CNOOC has reportedly been seeking buyers of its interest in US oil and gas fields, along with its operations in Britain and Canada, since 2022, over concerns those assets could become subject to Western sanctions because China had not condemned Russia’s invasion of Ukraine.
The company’s withdrawal from offshore USA comes less than a decade after CNOOC entered the three countries through a USD$15 billion acquisition of Canada’s Nexen Inc.
The assets including major fields in the North Sea, the Gulf of Mexico and two Canadian oil sands projects — Long Lake and Hangingstone — in 2022 produced about 220,000 barrels of oil equivalent (boe) a day.
According to CBC News, CNOOC launched a global portfolio review ahead of its planned listing on the Shanghai Stock Exchange after it delisted its US shares in October 2021.
It is looking to acquire new assets in Latin America and Africa, and develop large prospects in Brazil, Guyana and Uganda.

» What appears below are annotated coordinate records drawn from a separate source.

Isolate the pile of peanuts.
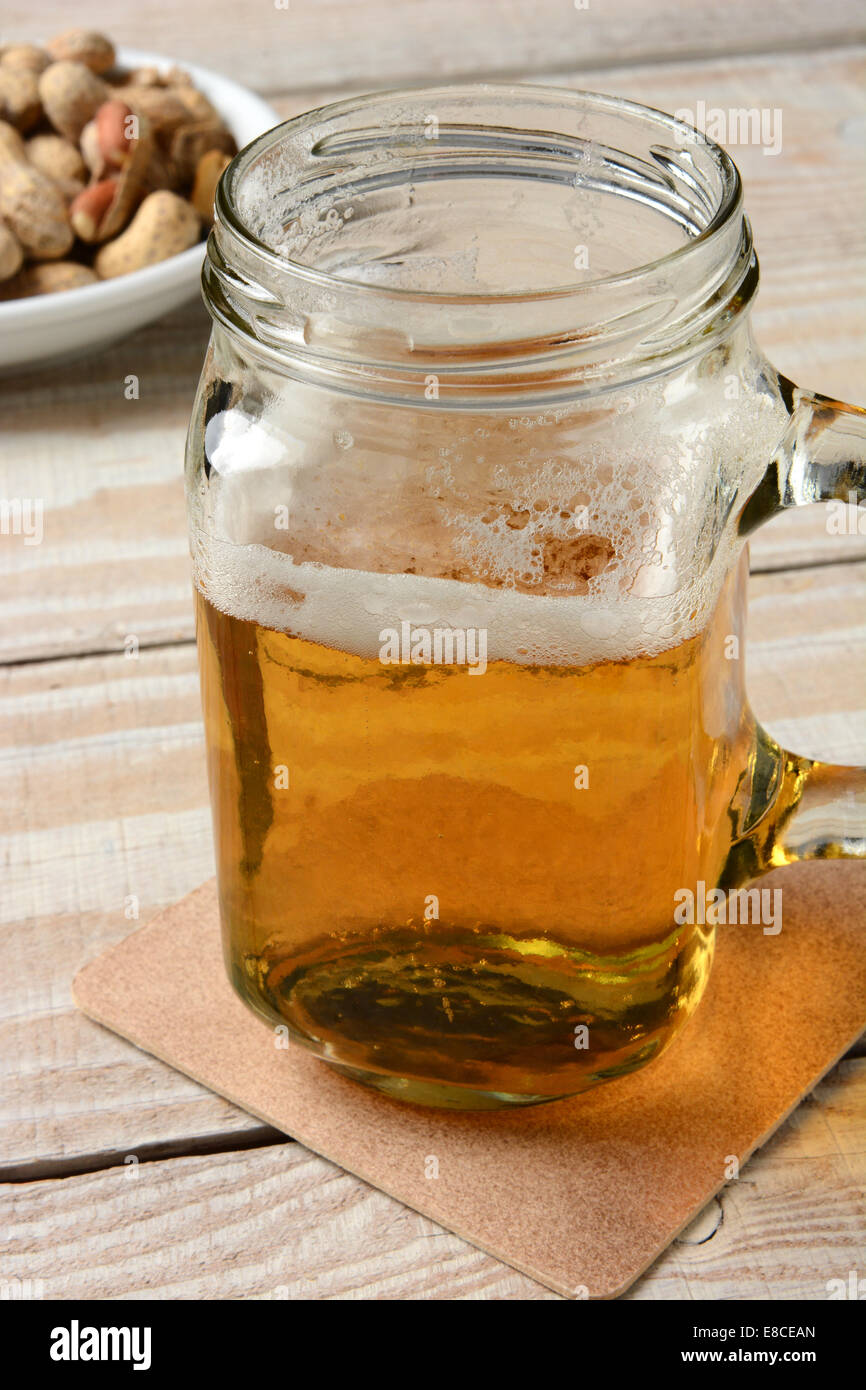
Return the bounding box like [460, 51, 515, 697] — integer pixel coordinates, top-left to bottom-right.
[0, 29, 236, 299]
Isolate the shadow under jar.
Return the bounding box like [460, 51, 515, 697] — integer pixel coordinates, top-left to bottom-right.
[188, 85, 865, 1108]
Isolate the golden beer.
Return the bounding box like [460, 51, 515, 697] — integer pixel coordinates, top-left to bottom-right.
[197, 559, 753, 1106]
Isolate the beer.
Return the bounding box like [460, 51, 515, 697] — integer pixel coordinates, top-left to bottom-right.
[196, 556, 755, 1106]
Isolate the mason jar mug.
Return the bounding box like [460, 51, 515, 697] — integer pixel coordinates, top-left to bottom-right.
[188, 85, 866, 1108]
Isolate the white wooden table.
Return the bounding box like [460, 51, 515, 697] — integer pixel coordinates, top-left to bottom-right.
[0, 0, 866, 1300]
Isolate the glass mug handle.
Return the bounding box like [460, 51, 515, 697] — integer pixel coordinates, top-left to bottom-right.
[723, 377, 866, 887]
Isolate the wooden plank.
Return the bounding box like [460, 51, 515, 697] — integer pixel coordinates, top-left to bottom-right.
[0, 51, 866, 662]
[3, 0, 863, 93]
[0, 563, 866, 1170]
[0, 1061, 866, 1301]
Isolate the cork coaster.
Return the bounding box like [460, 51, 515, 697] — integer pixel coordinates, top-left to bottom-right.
[74, 862, 866, 1298]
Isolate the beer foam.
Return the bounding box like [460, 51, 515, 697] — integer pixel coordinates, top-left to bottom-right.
[190, 369, 780, 666]
[193, 525, 734, 666]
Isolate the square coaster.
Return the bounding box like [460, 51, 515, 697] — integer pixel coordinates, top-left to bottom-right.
[74, 860, 866, 1298]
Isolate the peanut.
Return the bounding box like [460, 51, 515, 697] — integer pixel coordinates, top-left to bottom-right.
[0, 64, 42, 131]
[0, 261, 97, 299]
[117, 86, 189, 135]
[39, 61, 111, 142]
[0, 28, 236, 300]
[0, 222, 24, 281]
[0, 132, 74, 260]
[189, 150, 231, 227]
[0, 43, 51, 76]
[95, 190, 200, 279]
[25, 135, 88, 199]
[70, 174, 120, 242]
[46, 29, 114, 72]
[0, 121, 26, 164]
[168, 118, 235, 182]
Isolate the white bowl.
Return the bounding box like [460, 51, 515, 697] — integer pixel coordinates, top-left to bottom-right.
[0, 49, 281, 370]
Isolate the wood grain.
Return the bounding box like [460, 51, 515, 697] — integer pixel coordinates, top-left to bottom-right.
[0, 51, 866, 662]
[0, 0, 866, 1300]
[3, 0, 863, 93]
[0, 1061, 866, 1301]
[0, 563, 866, 1172]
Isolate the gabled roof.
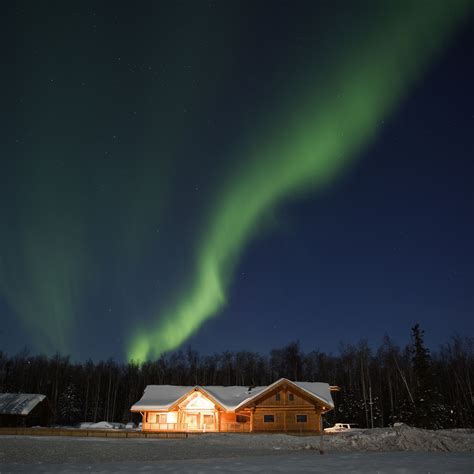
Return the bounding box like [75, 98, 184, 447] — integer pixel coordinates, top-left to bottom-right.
[130, 385, 194, 411]
[235, 378, 334, 409]
[130, 379, 334, 412]
[0, 393, 46, 415]
[202, 385, 267, 411]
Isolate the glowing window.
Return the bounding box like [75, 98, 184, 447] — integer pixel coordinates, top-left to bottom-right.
[156, 413, 167, 423]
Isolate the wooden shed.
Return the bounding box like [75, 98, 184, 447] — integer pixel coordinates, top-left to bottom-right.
[0, 393, 52, 426]
[131, 379, 334, 432]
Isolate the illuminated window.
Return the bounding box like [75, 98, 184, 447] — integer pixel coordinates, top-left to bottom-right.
[156, 413, 168, 423]
[203, 415, 214, 426]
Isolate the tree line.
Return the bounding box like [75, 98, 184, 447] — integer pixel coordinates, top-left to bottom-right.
[0, 325, 474, 429]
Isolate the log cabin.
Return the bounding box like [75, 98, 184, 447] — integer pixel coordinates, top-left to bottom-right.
[130, 378, 335, 433]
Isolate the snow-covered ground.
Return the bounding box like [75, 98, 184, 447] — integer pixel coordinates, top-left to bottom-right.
[0, 426, 474, 473]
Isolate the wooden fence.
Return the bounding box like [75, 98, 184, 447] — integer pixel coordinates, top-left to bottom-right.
[0, 427, 193, 438]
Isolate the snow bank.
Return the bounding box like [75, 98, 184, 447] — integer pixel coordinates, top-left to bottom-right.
[190, 425, 474, 452]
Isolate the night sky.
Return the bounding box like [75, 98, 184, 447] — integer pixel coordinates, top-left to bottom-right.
[0, 0, 474, 361]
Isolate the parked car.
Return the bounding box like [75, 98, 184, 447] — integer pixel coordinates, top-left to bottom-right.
[324, 423, 352, 433]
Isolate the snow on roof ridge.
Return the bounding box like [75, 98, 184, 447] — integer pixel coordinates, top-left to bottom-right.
[0, 393, 46, 415]
[131, 377, 334, 411]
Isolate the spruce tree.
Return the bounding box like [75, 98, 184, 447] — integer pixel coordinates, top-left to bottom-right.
[412, 324, 446, 429]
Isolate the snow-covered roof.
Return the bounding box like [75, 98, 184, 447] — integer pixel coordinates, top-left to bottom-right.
[235, 378, 334, 408]
[131, 379, 334, 411]
[201, 385, 267, 411]
[292, 382, 334, 408]
[0, 393, 46, 415]
[130, 385, 194, 411]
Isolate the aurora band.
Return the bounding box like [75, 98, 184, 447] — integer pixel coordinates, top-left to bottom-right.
[128, 0, 472, 362]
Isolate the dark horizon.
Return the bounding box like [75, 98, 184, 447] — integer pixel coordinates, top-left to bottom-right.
[0, 0, 474, 361]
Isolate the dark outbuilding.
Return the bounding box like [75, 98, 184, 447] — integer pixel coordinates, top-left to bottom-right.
[0, 393, 52, 426]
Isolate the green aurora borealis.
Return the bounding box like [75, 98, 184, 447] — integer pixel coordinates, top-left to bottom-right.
[128, 2, 469, 361]
[0, 0, 473, 362]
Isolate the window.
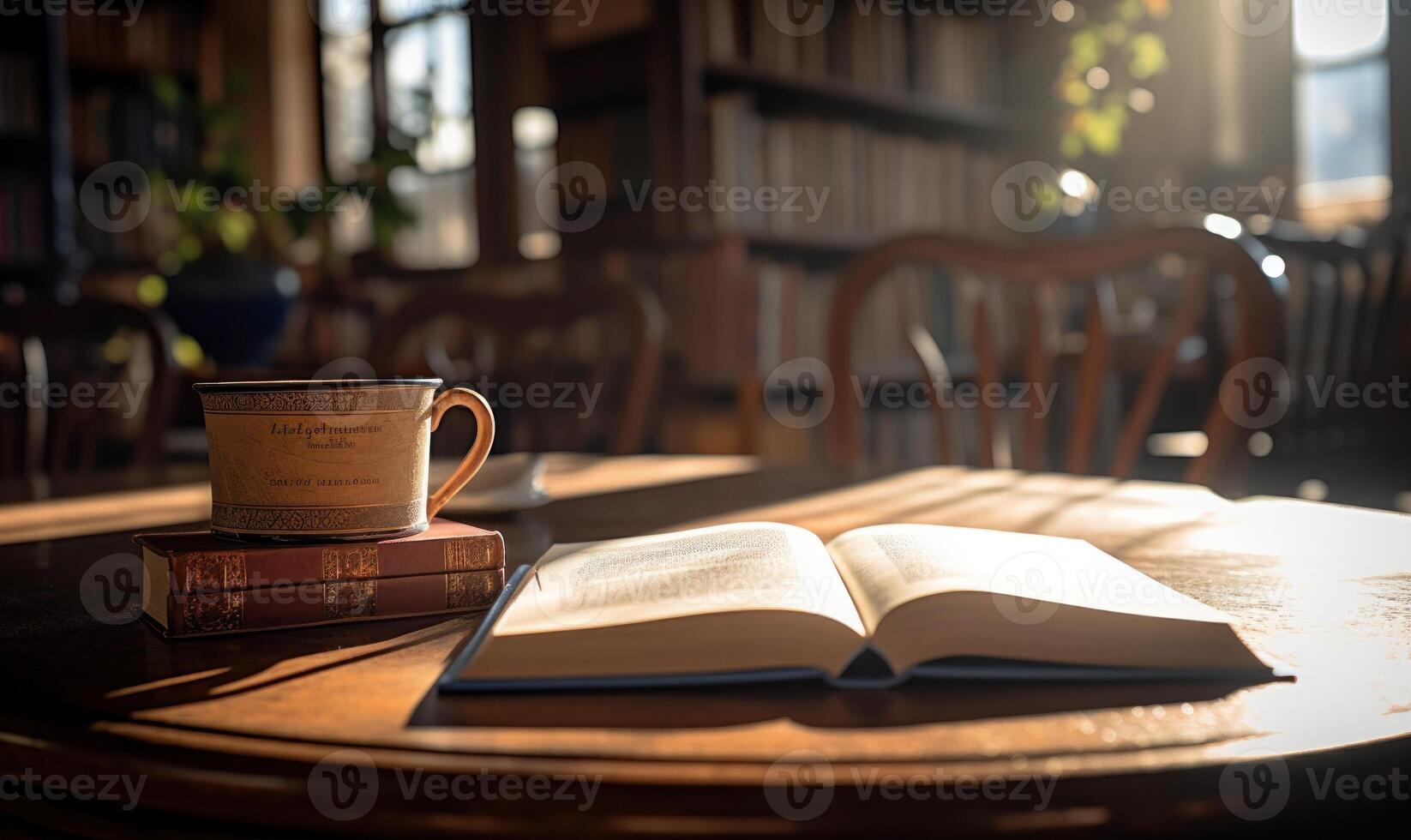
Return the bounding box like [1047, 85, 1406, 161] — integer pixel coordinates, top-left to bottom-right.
[513, 106, 563, 260]
[1294, 0, 1391, 223]
[319, 0, 480, 268]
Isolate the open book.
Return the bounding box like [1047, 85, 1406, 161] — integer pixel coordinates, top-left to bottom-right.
[441, 522, 1270, 690]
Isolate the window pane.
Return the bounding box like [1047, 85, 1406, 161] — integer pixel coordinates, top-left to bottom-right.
[381, 0, 465, 26]
[1294, 0, 1387, 61]
[1298, 59, 1391, 183]
[323, 33, 373, 182]
[388, 166, 480, 268]
[319, 0, 373, 35]
[387, 14, 476, 172]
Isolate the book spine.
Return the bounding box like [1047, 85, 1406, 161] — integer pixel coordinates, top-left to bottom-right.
[170, 532, 505, 594]
[166, 569, 505, 635]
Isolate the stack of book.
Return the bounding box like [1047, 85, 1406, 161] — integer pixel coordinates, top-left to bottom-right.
[133, 519, 505, 638]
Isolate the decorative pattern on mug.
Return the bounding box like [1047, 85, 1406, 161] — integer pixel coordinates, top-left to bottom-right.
[210, 500, 426, 534]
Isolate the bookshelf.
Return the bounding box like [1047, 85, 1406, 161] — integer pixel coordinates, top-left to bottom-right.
[65, 0, 209, 274]
[0, 15, 76, 290]
[0, 0, 210, 297]
[549, 0, 1047, 459]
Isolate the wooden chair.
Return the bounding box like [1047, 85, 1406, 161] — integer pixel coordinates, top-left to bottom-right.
[1258, 220, 1397, 450]
[0, 301, 177, 474]
[373, 284, 666, 454]
[828, 229, 1282, 494]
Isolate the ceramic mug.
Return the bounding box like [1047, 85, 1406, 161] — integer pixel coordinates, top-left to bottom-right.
[195, 378, 495, 542]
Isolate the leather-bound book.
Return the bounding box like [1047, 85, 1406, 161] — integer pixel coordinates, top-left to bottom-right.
[133, 519, 505, 637]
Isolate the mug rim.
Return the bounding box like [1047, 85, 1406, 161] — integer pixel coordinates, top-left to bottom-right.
[192, 377, 446, 394]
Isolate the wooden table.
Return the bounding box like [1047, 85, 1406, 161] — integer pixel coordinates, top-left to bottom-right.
[0, 462, 1411, 834]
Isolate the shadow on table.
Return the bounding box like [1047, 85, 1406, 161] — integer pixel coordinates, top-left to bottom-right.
[408, 679, 1275, 730]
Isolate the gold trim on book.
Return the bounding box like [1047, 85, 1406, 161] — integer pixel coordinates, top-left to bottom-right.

A senior industry source told Reuters that CNOOC’s top management found managing the former Nexen assets “uncomfortable” due to red tape and high operating costs compared to developing nations.
In the United States, its Chinese executives required security clearances to enter the country.
“Assets like Gulf of Mexico deepwater are technologically challenging and CNOOC really needed to work with partners to learn, but company executives were not even allowed to visit the U.S. offices. It had been a pain all along these years and the Trump administration's blacklisting of CNOOC made it worse,” said the anonymous source.
In January, CNOOC said it is keeping its capital expenditures flat this year compared to 2024 as it loweres its oil and gas production growth targets, although it still expects annual output records going forward
Oilprice reported CNOOC’s net oil and gas production was about 720 million boe in 2024 — setting a record high for the sixth consecutive year.
The net production target for this year is 760 million to 780 million boe, 20 million boe lower than the previous target.
The new production guidance for 2026 is between 780 million and 800 million boe, down from 810 million to 830 million boe, which is now the guidance for 2027.
The lowered guidance was partially due to the sale of its Gulf of Mexico assets.